Saturday, July 23, 2011

Evil Empires


A good thriller requires an infinitely superior enemy bent on world domination or some other nefarious goal.
Usually, that role is filled by the prevailing Evil Empire. During the 1930s and ’40s, that slot was amply filled by the Nazis and the Imperial Japanese. After WWII, the Soviet Union stepped up to the plate, offering Cold War and surrogates like North Vietnam and Angola.
As the Red Star began to fade, authors and economists began casting around for a new enemy. With only one superpower, the field was severely depleted. For a while, the Japanese played the role as an excellent candidate. Their rising economic power, built on automobiles, consumer electronics and heavy machinery, drove a boom.  They bought US government debt and companies with undervalued yen. Their real estate purchases included the Rockefeller Plaza, half the golf courses on the West coast and most of Hawaii.
I’m reading an old Clive Cussler book, written in the late 1980s. His evil Japanese Industrialists were bent of nuclear extortion, using atomic bombs planted in ugly brown imported cars. The plot was believable at the time. Many Americans were already convinced that we would fall into a new Greater East Asian co-Prosperity Sphere.
Then the bubble burst.
Japan fell into an economic slump that has lasted most of the last twenty years. If they can’t get their own financial house in order, how can they manage world domination?
More recently, the Chinese have poked their heads behind the curtain.
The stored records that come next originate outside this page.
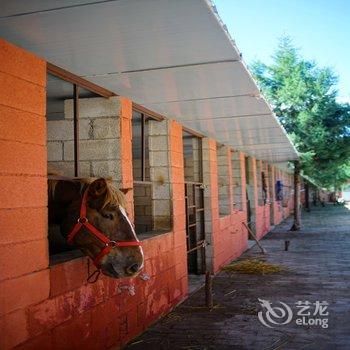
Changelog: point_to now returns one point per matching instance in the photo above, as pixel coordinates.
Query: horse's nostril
(133, 268)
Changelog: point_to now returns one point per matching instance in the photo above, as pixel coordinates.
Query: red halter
(109, 244)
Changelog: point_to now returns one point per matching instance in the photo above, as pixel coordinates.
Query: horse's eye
(108, 216)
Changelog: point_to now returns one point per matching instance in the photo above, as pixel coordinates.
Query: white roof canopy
(173, 57)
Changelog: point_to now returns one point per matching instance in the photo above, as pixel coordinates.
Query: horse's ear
(98, 188)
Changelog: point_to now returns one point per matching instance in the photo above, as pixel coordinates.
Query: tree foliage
(304, 97)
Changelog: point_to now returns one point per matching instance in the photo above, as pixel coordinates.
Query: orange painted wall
(24, 277)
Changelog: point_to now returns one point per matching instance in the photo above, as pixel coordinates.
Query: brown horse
(105, 213)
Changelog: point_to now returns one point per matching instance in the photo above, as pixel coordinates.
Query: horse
(90, 213)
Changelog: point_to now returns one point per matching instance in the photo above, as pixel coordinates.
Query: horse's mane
(113, 195)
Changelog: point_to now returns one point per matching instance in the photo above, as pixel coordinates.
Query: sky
(319, 28)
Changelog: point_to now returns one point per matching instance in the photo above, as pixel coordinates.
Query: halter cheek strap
(84, 222)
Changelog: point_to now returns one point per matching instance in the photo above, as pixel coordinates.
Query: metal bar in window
(76, 128)
(143, 148)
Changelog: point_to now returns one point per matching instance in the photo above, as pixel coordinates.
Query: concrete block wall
(99, 139)
(143, 207)
(192, 161)
(160, 173)
(263, 222)
(224, 188)
(226, 235)
(237, 179)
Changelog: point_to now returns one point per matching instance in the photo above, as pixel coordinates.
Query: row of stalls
(154, 95)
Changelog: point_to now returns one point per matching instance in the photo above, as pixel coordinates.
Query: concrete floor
(319, 259)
They own most of America’s public debt. Our country is awash in Chinese goods. They are actively engaged in industrial and military espionage, and are hacking into every computer in America, including mine. Besides, they are a repressive society, with a vast network of internet gatekeepers who to keep every Chinese person from Googling about Tiananmen Square. As if they don’t already know. They’ve got the bomb, for God’s sake! It’s time to teach our kids to duck and cover all over again.
Behind the bamboo curtain, China has its own set of troubles. They are growing too quickly. Factory workers want human rights and air conditioning. Two-thirds of the population still lives in abject poverty. They’d have trouble projecting military force across the straits into Taiwan.
But the novelists aren’t worried. Korea is waiting in the wings, the Russian oligarchs enjoy brutality as much as their obscene wealth, and Jihad is alive and well despite the demise of Osama bin Laden.
There will always be an evil empire. We just have to pick the right one for the week our next thriller comes out. They may be gone tomorrow.